Magnus Jändel is a Visiting Scientist in the field of Artificial Intelligence at Stockholm University for one year starting March 25, 2008. The research is funded by a grant from The Swedish Foundation for Strategic Research. Jändel is employed by The Swedish Defence Research Agency . The title of the research project is Distributed Intelligent Mobile Applications.
I have submitted five scientific papers for publication. Three of these have presently been accepted for publication while the others are under review. I run a project for building a peer-to-peer recommender system in collaboration with two master thesis students and Ericsson Research. Results were demonstrated in an Ericsson workshop 08 12 15 and have also been presented at the International Conference on Intelligent User Interfaces 8-11 February 2009, Sanibel Island, USA. I am the coordinator of a European 7:th framework proposal on recommender systems including partners in Austria, Italy and Spain. Recently I was invited to join the Program Committee of the 3rd ACM Conference on Recommender Systems in New York. I am also a partner in another European research proposal.
Online communities and multiplayer games are examples of applications where mobile users are represented by avatars. Avatars are agents that represent the user in the community. The avatar reflects the actions of the user but also the social position, attitudes, emotions and personality of the user. The small screen size of mobile devices, communication flaws and the erratic attention of the users make it difficult to apply traditional avatar concepts. Mobile users and mobile applications developers need a semi-autonomous multimodal avatar model that works in the mobile space. The presentation interface should span all available modalities including audio and sensory feedback. The avatar must be powered by local artificial intelligence.
The main objectives of the project are:
The first part of the project will focus on the user interface of distributed intelligent agents in mobile applications and services. A wide range of user-centric application concepts will be investigated. The second part of the project will research a technical architecture and AI models for implementing a mobile service concept including distributed intelligent agents. The third part of the project demonstrates the user interfaces and technical architecture by implementing a simple version of the solution. The focus is on the user experience and on showing technical feasibility.

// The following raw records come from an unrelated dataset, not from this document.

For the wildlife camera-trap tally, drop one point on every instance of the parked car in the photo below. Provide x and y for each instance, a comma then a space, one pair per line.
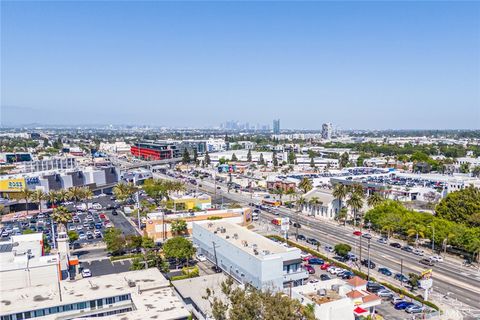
324, 277
309, 269
368, 263
86, 273
403, 305
201, 257
385, 271
316, 261
415, 308
385, 293
400, 277
382, 240
427, 262
436, 258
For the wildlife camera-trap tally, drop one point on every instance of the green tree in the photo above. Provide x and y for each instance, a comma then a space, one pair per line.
26, 195
342, 249
114, 240
374, 200
185, 156
261, 160
274, 159
305, 184
61, 215
178, 248
207, 158
355, 202
343, 162
460, 206
72, 236
178, 226
248, 303
291, 157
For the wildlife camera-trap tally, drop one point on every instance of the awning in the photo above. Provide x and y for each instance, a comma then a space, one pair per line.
359, 311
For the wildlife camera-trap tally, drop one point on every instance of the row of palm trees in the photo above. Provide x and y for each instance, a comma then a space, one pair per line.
355, 197
75, 194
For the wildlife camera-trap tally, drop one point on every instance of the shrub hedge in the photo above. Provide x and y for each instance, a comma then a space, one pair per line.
356, 272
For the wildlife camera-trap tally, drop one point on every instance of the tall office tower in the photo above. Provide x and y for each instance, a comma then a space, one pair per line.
327, 131
276, 126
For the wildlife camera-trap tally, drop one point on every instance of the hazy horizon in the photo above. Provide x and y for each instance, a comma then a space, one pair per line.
358, 65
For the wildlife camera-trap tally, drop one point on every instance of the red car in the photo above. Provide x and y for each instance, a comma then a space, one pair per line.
309, 268
325, 266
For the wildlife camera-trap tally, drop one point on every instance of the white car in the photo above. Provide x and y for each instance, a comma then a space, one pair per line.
436, 258
201, 257
86, 273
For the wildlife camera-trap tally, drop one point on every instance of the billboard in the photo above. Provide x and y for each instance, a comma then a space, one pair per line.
14, 185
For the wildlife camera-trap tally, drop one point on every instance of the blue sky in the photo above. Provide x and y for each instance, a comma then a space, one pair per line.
370, 65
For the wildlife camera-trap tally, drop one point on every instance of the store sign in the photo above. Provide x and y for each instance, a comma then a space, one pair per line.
12, 185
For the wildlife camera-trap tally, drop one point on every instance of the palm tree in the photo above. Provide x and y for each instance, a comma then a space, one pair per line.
356, 203
38, 196
52, 197
306, 185
314, 202
374, 200
26, 195
416, 230
340, 192
300, 203
75, 194
61, 215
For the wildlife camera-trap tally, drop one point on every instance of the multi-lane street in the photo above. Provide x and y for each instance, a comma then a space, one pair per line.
451, 279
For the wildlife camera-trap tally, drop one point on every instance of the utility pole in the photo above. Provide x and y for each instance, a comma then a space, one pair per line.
368, 262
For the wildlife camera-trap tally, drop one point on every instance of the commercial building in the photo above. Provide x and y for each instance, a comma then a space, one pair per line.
276, 126
327, 131
133, 295
249, 257
158, 223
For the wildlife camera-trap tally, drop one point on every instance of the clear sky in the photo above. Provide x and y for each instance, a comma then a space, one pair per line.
370, 65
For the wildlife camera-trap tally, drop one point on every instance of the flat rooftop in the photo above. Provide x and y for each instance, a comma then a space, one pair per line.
151, 294
244, 239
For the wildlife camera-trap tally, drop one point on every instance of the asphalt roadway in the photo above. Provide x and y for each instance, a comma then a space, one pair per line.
452, 279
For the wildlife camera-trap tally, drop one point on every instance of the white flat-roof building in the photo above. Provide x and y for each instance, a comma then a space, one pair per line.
249, 257
132, 295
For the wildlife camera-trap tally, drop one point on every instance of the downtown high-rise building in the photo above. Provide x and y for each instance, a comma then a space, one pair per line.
276, 126
327, 131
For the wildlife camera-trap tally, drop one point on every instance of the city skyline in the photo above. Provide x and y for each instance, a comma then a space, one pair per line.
375, 66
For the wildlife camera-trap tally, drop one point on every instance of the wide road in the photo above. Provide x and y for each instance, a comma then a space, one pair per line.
450, 278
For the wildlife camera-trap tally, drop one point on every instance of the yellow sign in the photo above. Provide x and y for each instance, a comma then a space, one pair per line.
12, 185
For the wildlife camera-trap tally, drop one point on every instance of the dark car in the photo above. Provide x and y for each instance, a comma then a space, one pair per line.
316, 261
324, 277
368, 263
385, 271
401, 277
301, 237
427, 262
309, 269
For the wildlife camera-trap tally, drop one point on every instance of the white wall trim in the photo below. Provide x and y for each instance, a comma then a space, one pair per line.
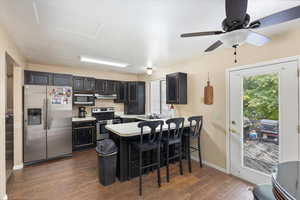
5, 197
18, 167
261, 64
210, 165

The Mobile Life Centre does research in mobile services and ubiquitous computing. The topic of the Centre includes research on consumer-oriented mobile and ubiquitous services spanning all areas from entertainment and socialization to work and society. It has major partners from the IT and telecom industry, including Ericsson Research, TeliaSonera, Sony Ericsson and Microsoft Research Ltd.
In the Centre, this academic, industrial and public partnership will be able to jointly work on strategically important projects that can provide a sustainable growth for Sweden. The centre is funded by VINNOVA on a 10 year grant, 2007 - 2016. The Centre adopts a fundamentally user-oriented perspective on services for the future mobile life. It provides a neutral arena where researchers and industrial partners together develop:
Associate Professor Annika Waern is a senior researcher in the Interaction Laboratory at SICS. Annika heads the SICS research theme on gaming and has until recently coordinated the IPerG project. In addition, Annika is the head of the GAME studio at the Interactive Institute/Mobile Life.
Professor Hans Liljenström leads research in biomathematical and biophysical modelling at the Swedish University of Agricultural Sciences. Collaboration with Prof. Liljenström connects the project to a wealth of information on how similar problems have been solved in naturally evolved systems and in the major branch of artificial intelligence that is inspired by biological models.
Professor Rassul Ayani at The School of Information and Communication Technologies (ICT) at the Royal Institute of Technology provide expertise on distributed simulation technologies. The optimistic distributed simulation scheme that has been researched by Prof. Ayani could be a basis for the distributed AI solution of the project.
Professor Love Ekenberg and his team at the department of Computer and Systems Sciences at the Royal Institute of Technology have a long experience in artificial intelligence for games and will connect the project to research in this field.
The Swedish Foundation for Strategic Research promotes research of significance for Sweden’s future competitiveness. The Strategic Mobility Program aims at cross-fertilisation between academic environments and corporate R&D.